En una cabaña en el bosque se hallaban reunidos unos pastores al calor de la lumbre después de
haber guardado sus rebaños en el aprisco, cuando se asomo uno de ellos a la puerta y vio en el
interior de la iglesia
de San Salvador una luz misteriosa. Sorprendido de que a esas altas horas de la noche hubiera
algún culto en la iglesia, llamó a los otros pastores y todos contemplaron largo rato la misteriosa
luz comentando entre ellos el extraño suceso.
Al día siguiente volvieron a verla y así todos los días durante una semana.

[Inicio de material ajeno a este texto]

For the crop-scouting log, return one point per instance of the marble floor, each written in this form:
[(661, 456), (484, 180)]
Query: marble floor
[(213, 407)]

Los pastores empezaron a alarmarse y era el tema de sus continuas conversaciones aquella rara
luz que los obsesionaba. Alguno de ellos propuso alejarse de aquel paraje y buscar otras praderas
donde llevar a pastar el
ganado; mas siendo aquellos campos excelentes pastizales, les daba pena abandonarlos sin
aclarar el enigma.
Todos los pastores, acompañados de sus mastines, provistos de rosarios y escapularios y
después de santiguarse con agua bendita, echaron a andar armados de fuertes cayados en
dirección a la iglesia de San Salvador dispuestos a resolver aquel misterio.
Al acercarse, los perros empezaron a ladrar furiosos y los pastores, temblando de miedo, sentían
solo deseos de huir; pero dominándose y, cogidos todos de las manos, se atrevieron a acercarse
a la iglesia y mirar por el ojo de la cerradura.
Vieron que en le altar estaban las velas encendidas y al pie de este un sacerdote en actitud de
esperar a alguien para empezar la misa.
Los pastores hicieron, sin querer, ruido en la puerta, y el sacerdote al oírlo, volvió la cabeza y en
el acto comenzó a decir la misa parándose para que le contestasen.
Uno de los pastores, que había sido monaguillo, sin saber lo que hacia, iba contestando al
sacerdote y así celebro la misa con toda la calma; tanto, que a los intrigados pastores les parecía
interminable, si bien todo transcurría en medio de la mas profunda emoción.
Cuando hubo terminado, el sacerdote descendió del altar, se dirigió a la puerta, la abrió y hablo a
los pastores. Estos, pálidos y temblando de miedo, no se atrevían a mirar el rostro cadavérico del
sacerdote que era en realidad un difunto. Con voz de ultratumba les dijo:
- Benditos seáis por lo que acabáis de hacer. Durante muchos años he esperado en vano decir
esta misa que me era necesaria para ganarme el cielo; pero no tenia quien me ayudase a decirla
hasta que hoy, gracias a vosotros, he podido celebrarla y con ella entrar en la gloria. Yo rogare
desde allí por vosotros.
Y dicho esto, desapareció dejando atónitos a los pastores. Aquel año fue de bendición para sus
ganados y los rebaños se multiplicaron con excelentes crías. Pero los pastores, que no lograban
olvidar su susto, emigraron al fin a otros pastizales.